How about "She does difficult work"? It's not necessarily about her actual job.
"She does a difficult job" is a perfectly acceptable sentence in English. For an example, think of a conversation about a mother with four toddlers, and one person commenting that "she is always tired". The other might respond, "Well, she does a difficult job!" I suppose "she has a difficult job" would be more common but there is nothing wrong with "she does...".
Trabajo is the noun, "a/the work", and you can see that that's what's used here by the article un in front of it.
Trabajo is also the present-tense yo conjugation of the verb trabajar and means "I work". Trabaja is the él/ella/usted conjugation and translates as "he/she/it works" or "you work".
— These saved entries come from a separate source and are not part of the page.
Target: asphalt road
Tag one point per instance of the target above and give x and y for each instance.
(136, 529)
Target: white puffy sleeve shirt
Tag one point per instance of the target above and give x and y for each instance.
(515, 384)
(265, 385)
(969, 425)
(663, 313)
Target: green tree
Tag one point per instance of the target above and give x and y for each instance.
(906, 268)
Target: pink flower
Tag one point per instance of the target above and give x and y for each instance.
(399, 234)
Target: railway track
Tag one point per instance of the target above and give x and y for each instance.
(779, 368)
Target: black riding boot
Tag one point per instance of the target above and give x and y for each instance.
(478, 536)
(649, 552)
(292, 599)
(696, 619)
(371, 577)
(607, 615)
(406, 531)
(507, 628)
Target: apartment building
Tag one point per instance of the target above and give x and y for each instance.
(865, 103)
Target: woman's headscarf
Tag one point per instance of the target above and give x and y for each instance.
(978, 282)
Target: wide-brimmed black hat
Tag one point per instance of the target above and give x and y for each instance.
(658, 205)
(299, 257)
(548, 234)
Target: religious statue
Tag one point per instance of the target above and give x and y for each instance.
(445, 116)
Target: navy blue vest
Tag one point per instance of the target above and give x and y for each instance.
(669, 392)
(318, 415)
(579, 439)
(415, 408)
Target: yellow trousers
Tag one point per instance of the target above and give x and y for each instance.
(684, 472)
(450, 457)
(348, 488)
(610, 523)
If you make a noun-adjective construction is Spanish, thoe two words tend to stick together. So "trabajo difícil" will always be taken to mean "difficult job".
"She makes a job difficult" can be expressed as "Ella hace difícil un trabajo."
She makes a job difficult.. would be another translation of the word hace.. because hace can mean makes...so im guessing here what hace can really mean..
It's not so much about what hace means, but what "un trabajo difícil" means. Adjectives tend to stick to the nouns right before, so "un trabajo difícil" tends to only be interpreted as "a difficult job".
I believe (American English from Iowa/Nebraska/Kansas/Missouri) you can do a good job or a bad job. Also, you can have easy work or difficult work.
It is awkward to say "she does a difficult job" and to an extent, it implies that she makes her work difficult when it doesn't need to be difficult.
I find this a very awkward translation that doesn't sound correct in American English.
She has not a regular job. But she always works hard. Actually she does a super hard work at home.
Job, I understand as , "A paid position of regular employment." While "work", is a shore, a task, an activity involving mental or physical effort done in order to achieve a purpose or result. So I would choose: "She does a difficult work".
My problem was HEARING this sentence properly. Listen to the man speaking this sentence (not the woman above). He REALLY elides "Ella hace" to sound like "Ella se" and I struggled to translate this (without looking at the words). Anyone else have this problem, or have suggestions on how to improve my ear?
The sound is often poor. It is machine speech sourced from an outside company. So I doubt it will get better in the foreseeable future. To an extent the speech reflects real Spanish (soft d sounds, words running together, fading terminal s's). But the quality is sometimes not sufficient. We have to live with it.
Well, at least in American Spanish, the phrase "ella hace" is supposed to sound like "ellase". The letter 'h' is not pronounced, so you just have two 'a' sounds merging, and that's not pronounced any differently than a single 'a'.
'She has a hard job'..just doesn't sound right. 'She does hard work' is better.
You don't DO a difficult JOB, you DO a difficult WORK ! I can understand that the English translator, indeed HAS A DIFFICULT JOB
Maybe in the US (I don't know), but in the UK, you certainly "do a difficult job" and don't "do a difficult work". (You might, however, "do difficult work".)